Por Tauan Satyro, pesquisador do Ibase
A intolerância religiosa segue em trajetória de crescimento no Brasil, consolidando uma tendência preocupante nos últimos anos. Dados do Ministério dos Direitos Humanos e da Cidadania (MDHC), reunidos a partir das denúncias registradas no Disque 100, mostram que, entre 2021 e 2025, o número de casos aumentou 366%. Apenas no último ano, foram contabilizadas 2.723 denúncias — um crescimento de 10% em relação a 2024. O levantamento também revela uma concentração significativa dos registros em alguns estados. São Paulo lidera o número de denúncias, com 663 ocorrências, seguido por Rio de Janeiro (435), Minas Gerais (321) e Bahia (199).
A análise desses dados evidencia ainda que as religiões de matrizes africanas são as principais vítimas desse tipo de violência. Ao excluir os registros em que a religião da vítima aparece como “não identificada” ou “não sabe”, restam 658 casos, dos quais 468 — o equivalente a 71% — envolvem adeptos da umbanda, candomblé ou outras tradições afro-brasileiras. Quando se observam apenas as denúncias em que a vítima se identifica especificamente como umbandista ou candomblecista, o número chega a 430 casos, representando 65% do total.
Tais números são especialmente alarmantes quando confrontados com os dados do Censo do IBGE de 2022, segundo os quais os adeptos dessas religiões correspondem a apenas 1% da população brasileira.
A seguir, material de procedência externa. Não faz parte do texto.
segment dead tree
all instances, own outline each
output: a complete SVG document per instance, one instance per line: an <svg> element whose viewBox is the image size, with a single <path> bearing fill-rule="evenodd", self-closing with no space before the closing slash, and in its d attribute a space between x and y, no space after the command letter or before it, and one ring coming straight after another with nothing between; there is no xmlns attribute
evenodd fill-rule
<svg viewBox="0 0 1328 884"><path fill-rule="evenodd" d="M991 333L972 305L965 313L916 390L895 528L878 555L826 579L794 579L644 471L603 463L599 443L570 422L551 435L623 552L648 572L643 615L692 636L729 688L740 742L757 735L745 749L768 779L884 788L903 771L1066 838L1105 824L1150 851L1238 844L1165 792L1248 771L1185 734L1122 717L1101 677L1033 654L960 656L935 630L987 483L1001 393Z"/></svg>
Ainda assim, mesmo compondo um grupo minoritário, seguem como o principal alvo da intolerância religiosa no país — reflexo de um processo histórico de perseguição às tradições e culturas de matrizes africanas, profundamente marcado pelas heranças do colonialismo.
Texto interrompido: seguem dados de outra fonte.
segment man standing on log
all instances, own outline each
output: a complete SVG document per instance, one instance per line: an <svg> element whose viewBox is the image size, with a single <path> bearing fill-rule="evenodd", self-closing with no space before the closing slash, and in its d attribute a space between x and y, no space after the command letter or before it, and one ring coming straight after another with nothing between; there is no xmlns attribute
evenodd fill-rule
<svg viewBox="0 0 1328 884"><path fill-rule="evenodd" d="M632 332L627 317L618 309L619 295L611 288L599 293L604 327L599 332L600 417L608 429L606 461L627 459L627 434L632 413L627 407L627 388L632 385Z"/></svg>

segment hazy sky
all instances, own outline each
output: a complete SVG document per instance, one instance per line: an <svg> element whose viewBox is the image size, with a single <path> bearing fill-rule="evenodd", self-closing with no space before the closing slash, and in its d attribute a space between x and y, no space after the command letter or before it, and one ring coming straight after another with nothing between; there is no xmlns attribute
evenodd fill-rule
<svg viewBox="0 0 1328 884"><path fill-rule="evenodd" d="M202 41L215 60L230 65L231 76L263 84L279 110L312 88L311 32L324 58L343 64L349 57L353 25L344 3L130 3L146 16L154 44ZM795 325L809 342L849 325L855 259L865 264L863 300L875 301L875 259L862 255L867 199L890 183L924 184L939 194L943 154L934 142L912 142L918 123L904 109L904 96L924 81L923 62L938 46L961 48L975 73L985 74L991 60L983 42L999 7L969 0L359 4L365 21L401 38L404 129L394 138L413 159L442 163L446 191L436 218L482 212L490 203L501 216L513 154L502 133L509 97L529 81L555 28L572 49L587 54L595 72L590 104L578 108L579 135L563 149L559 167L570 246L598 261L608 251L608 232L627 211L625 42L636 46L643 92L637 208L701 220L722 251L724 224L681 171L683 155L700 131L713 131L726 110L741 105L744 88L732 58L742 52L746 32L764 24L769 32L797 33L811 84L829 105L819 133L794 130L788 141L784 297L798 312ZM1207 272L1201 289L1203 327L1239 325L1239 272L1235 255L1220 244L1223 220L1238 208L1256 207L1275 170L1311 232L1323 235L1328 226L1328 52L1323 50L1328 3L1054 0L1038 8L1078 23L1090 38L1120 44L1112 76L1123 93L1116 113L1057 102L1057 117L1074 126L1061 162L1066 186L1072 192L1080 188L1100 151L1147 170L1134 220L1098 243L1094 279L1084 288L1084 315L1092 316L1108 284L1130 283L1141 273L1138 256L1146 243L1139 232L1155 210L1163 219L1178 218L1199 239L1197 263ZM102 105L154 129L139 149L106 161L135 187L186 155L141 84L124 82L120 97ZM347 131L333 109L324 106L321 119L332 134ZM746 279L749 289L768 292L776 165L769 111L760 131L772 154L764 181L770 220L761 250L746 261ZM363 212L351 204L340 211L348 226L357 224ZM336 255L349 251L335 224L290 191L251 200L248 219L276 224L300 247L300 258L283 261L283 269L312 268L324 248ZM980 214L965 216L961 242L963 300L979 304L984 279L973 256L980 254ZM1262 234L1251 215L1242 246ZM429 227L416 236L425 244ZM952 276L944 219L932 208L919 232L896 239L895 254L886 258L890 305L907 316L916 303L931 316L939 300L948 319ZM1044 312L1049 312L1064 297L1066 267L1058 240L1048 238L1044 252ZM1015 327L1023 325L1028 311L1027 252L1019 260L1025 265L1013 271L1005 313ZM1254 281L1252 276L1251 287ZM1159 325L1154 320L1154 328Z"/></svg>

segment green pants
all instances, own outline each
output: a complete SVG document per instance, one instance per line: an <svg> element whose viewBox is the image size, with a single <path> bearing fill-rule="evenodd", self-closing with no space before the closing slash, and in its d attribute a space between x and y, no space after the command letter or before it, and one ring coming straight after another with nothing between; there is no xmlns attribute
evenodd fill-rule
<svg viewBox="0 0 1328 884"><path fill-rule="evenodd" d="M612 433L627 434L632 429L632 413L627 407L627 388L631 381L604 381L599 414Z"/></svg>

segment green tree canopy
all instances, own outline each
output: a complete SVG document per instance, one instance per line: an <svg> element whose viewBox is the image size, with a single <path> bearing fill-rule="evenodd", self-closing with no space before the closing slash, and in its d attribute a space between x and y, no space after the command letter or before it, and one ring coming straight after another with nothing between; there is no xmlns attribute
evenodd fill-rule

Outro aspecto relevante é que a intolerância religiosa raramente se limita à violação do direito à liberdade de crença. Na prática, ela costuma vir acompanhada de outras violações de direitos fundamentais. Em janeiro de 2026, por exemplo, foram registradas 199 denúncias no Disque 100 relacionadas ao tema, que, juntas, envolveram 375 violações de direitos.
Diante desse cenário, torna-se evidente a necessidade de tratar a intolerância religiosa com a atenção e a seriedade que o problema exige: uma violência presente no cotidiano da sociedade brasileira e que demanda a formulação de políticas públicas efetivas de enfrentamento. Mais do que uma questão de liberdade religiosa, o combate à intolerância deve ser tratado como parte da luta em defesa da democracia.
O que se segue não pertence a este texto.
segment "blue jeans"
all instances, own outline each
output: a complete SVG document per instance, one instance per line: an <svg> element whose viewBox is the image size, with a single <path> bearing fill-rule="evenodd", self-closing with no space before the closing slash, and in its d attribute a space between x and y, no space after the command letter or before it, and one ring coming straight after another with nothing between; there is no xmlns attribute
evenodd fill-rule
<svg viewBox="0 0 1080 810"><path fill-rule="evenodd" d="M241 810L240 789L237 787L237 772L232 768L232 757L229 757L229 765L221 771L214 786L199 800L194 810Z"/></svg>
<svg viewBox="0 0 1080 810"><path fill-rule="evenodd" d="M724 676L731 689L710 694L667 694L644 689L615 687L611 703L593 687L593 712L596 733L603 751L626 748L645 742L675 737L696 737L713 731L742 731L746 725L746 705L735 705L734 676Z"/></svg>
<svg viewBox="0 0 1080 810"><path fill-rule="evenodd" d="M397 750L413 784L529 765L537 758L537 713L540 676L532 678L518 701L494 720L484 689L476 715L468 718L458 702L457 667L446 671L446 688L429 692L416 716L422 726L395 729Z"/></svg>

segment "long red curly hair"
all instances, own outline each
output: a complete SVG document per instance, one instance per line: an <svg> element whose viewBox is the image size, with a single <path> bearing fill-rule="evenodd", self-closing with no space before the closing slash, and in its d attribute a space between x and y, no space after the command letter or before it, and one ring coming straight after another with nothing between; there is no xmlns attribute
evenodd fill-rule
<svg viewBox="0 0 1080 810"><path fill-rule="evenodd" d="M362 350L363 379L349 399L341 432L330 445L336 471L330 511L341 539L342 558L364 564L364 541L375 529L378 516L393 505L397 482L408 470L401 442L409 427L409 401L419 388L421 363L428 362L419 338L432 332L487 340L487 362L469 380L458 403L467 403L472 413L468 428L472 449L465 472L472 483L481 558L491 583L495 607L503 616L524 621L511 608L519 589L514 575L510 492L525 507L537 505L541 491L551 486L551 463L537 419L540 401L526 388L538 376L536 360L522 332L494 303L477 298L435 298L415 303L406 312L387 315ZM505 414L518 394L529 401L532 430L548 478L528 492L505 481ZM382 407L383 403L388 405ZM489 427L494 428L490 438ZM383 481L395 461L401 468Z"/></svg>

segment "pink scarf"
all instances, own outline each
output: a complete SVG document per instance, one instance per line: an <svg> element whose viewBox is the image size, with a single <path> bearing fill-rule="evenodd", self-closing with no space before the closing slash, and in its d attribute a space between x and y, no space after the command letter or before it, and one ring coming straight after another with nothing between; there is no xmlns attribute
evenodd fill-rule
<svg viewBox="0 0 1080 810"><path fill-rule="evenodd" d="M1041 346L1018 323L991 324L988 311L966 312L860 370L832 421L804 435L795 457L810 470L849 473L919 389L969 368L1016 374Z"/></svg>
Um país em que pessoas não são livres para escolher e viver sua fé dificilmente pode ser considerado plenamente democrático. Como alerta o filósofo Karl Popper, ao formular o paradoxo da tolerância, não se pode tolerar o intolerante: é legítimo — e necessário — reagir a discursos de ódio e a práticas que promovem exclusão, violência e a violação de direitos fundamentais. Não agir contra essas ameaças é, na prática, permitir que a própria democracia seja corroída.